Corriere della Sera, 7 aprile 2017
Rosa e Olindo, 7 nuovi indizi. «Il processo può riaprirsi»
«Se l’inferno esiste davvero deve assomigliare molto a ciò che ho visto quella sera». Il maresciallo dei carabinieri Luciano Gallorini la raccontò così.
Successe l’11 dicembre 2006, a Erba, nel Comasco. Quattro morti, tracce di sangue e di ferocia ovunque, fra i cadaveri un bambino di due anni con la gola tagliata abbandonato sul divano mentre la casa bruciava. E sul pianerottolo un uomo in fin di vita, Mario Frigerio, salvo soltanto perché chi l’ha sgozzato l’ha creduto morto, e diventato poi il testimone oculare di quella mattanza.
Sono passati quasi undici anni e tre gradi di giudizio.
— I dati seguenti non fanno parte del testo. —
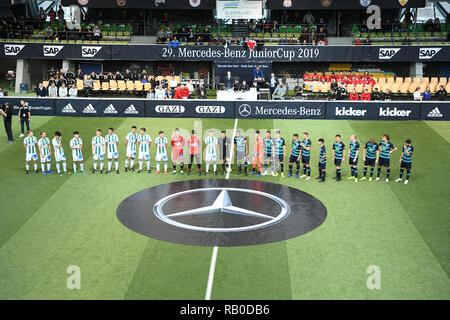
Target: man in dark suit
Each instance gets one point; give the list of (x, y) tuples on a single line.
[(228, 81), (41, 91), (273, 83)]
Per i giudici gli autori della strage furono Olindo Romano e sua moglie Rosa Bazzi, i vicini di casa delle vittime condannati tutti e due all’ergastolo in via definitiva. Eppure c’è chi è convinto della loro innocenza, chi sostiene che sia tutto da rifare.
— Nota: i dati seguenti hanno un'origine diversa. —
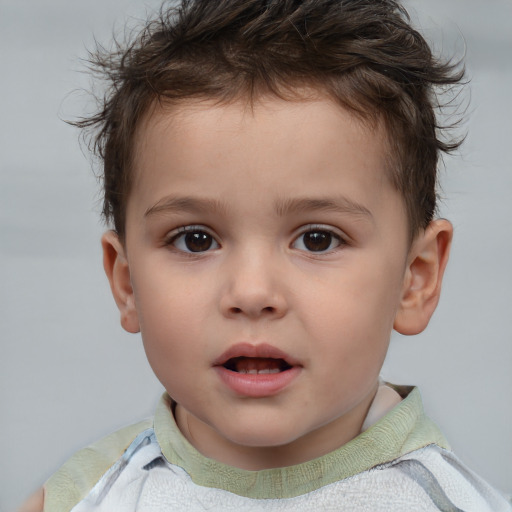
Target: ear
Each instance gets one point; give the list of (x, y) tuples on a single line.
[(117, 269), (423, 277)]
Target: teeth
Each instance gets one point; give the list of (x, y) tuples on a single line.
[(259, 372)]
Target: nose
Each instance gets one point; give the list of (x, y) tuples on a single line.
[(254, 288)]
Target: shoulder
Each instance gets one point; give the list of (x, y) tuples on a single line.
[(83, 470), (35, 503), (438, 473)]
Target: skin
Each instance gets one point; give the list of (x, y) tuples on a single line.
[(256, 186), (253, 184)]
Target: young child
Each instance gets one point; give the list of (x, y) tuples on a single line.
[(270, 172)]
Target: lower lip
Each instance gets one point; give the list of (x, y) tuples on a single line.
[(257, 385)]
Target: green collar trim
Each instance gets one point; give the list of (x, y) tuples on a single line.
[(404, 429)]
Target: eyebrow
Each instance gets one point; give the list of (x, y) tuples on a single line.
[(338, 204), (171, 204)]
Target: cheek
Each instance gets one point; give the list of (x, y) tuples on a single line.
[(172, 317)]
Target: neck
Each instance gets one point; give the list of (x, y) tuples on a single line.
[(314, 444)]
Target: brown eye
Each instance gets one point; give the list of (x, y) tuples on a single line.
[(317, 240), (198, 242), (194, 241)]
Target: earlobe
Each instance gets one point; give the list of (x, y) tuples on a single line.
[(117, 270), (423, 277)]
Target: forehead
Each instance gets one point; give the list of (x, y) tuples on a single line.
[(280, 148)]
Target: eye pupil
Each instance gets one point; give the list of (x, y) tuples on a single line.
[(198, 241), (317, 240)]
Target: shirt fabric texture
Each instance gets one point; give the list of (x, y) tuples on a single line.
[(400, 463)]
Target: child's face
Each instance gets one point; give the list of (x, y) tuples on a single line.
[(267, 240)]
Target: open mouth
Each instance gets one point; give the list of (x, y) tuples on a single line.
[(256, 365)]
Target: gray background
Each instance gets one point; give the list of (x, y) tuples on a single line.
[(69, 374)]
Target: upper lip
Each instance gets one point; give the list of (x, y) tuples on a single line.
[(261, 350)]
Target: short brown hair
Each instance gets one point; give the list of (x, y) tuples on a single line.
[(362, 53)]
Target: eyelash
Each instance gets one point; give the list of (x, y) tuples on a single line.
[(181, 233), (318, 228)]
Ci credono più che mai da ieri gli avvocati di Olindo e Rosa – Fabio Schembri, Luisa Bordeaux e Nico D’Ascola – che hanno avuto dalla Cassazione la risposta attesa per anni. I giudici della Corte Suprema in sostanza hanno deciso che non è vero, come sostengono i magistrati dell’appello, che non sia ammissibile l’esame di sette reperti fin qui mai esaminati. E hanno rimandato indietro l’ordinanza bocciata chiedendo ai colleghi di Brescia (della Corte d’Assise d’appello, appunto) di rivalutarla.
«Adesso aspettiamo le motivazioni ma questo annullamento si fonda su una norma, quindi escludo che una volta tornato in appello il nostro ricorso possa essere bocciato di nuovo» è convinto l’avvocato Schembri. «In sostanza è come se la Cassazione avesse ordinato direttamente l’ammissibilità delle nostre richieste».
Il che significa, precisa Schembri, che «faremo finalmente accertamenti scientifici sui capelli trovati addosso al piccolo Youssef, su un mazzo di chiavi che non sappiamo dire che cosa aprono e di chi sono, su un accendino, sui giubbotti delle vittime, sul cellulare mai analizzato di Raffaella Castagna (la madre di Youssef, ndr ), su un’impronta di scarpa trovata su un cuscino...». Insomma: su molti dei reperti che ovviamente fanno parte del «caso Erba» fin dall’inizio ma che proprio per il fatto di non essere mai stati esaminati sono «nuovi» e quindi possono essere motivo di revisione del processo. Sempre che l’esito degli accertamenti porti nella «direzione giusta», che per gli avvocati di Olindo e Rosa significa verso la possibile presenza di altre persone sulla scena del delitto.
«È chiaro che per noi tutto questo è l’anticamera della richiesta di revisione» spiega Schembri. «Ma il ricorso l’abbiamo fatto al buio, non sappiamo a quali esiti andiamo incontro. Per noi è una questione di giustizia finora negata e chiediamo che l’esame avvenga con l’incidente probatorio perché possano partecipare tutte le parti in causa».
Tutto questo mentre è pendente da circa tre anni un altro ricorso per Olindo e Rosa, stavolta alla Corte dei diritti umani di Strasburgo.
Nel frattempo è morto Mario Frigerio, il testimone oculare che dopo l’aggressione visse il resto dei suoi giorni portando addosso i segni della mattanza di quella sera. Sua moglie Valeria, colpevole come lui di essersi trovata nel posto sbagliato al momento sbagliato, morì accoltellata da Rosa mentre Olindo tagliava a lui la gola. Questo dicono fin qui le sentenze. E dicono che i due avevano appena ucciso senza pietà Youssef, Raffaella e la mamma di lei, Paola Galli.
Olindo e Rosa ammisero tutto, poi ritrattarono. I loro avvocati parlarono di confessione «illegittima», insinuarono che il testimone fosse stato indotto a fare il nome di Olindo. Ma Frigerio in aula guardò negli occhi il vicino e gli puntò il dito contro. «Sei stato tu, disgraziato».